We are all influenced by very similar bands: we want to be heavy, but with groove in there; we want the hard core vocals but we also want to have melodies, etc. We try to fit it all in and create a good vibe to each track. We all write too, and every comment is taken onboard: as we say, 'there is no I in team'. It's all about the four of us.
Of course, we all know you spent ten years in Venom - how do you look back at the time?
Most of it was awesome. The most fun was the ''Metal Black'' period. I've known Mike for a long time and he is a very good friend of mine: at that point it was all about the music, and we were all getting along just fine, but then greed raises its ugly head and it all goes pear shaped again. The period for the 'Hell' album was actually hard work - everything seemed so "forced" and it was all about how we could sound like the band did on the first couple of records. It was forced and horrible.
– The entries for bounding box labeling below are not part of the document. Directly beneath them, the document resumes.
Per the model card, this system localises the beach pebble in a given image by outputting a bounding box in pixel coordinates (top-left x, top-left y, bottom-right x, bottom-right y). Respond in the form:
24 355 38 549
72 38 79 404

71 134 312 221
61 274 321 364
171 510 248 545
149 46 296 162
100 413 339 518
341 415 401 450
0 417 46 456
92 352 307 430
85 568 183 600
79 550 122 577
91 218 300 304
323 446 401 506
It was a time of flux for the band, as they hadn't recorded anything for quite a while and then seemed to re-emerge from the darkness with the 'Metal Black' album, which many saw as a return to the Venom of old...
Yeah, me, Mike and Cronos sat down and talked for ages about how we should approach it. Funny enough, it was Mike and me that put up most of the money to get it all recorded; Cronos was still fighting Sanctuary about the back catalogue. I wanted it to look like Venom again. I said "the early pics are cool, with the stage gear, etc., but if you look at the pic of the band on the back of 'Cast In Stone' it looks like they're all going to a christening or something". So, I made a lot of that stage gear, with help from my good friend Pat from D.P. Leathers in Newcastle. And everything was going great and the gigs were awesome, but then, after the American tour, there were a few accounting problems. Mike left and, looking back, I wish I had left then too.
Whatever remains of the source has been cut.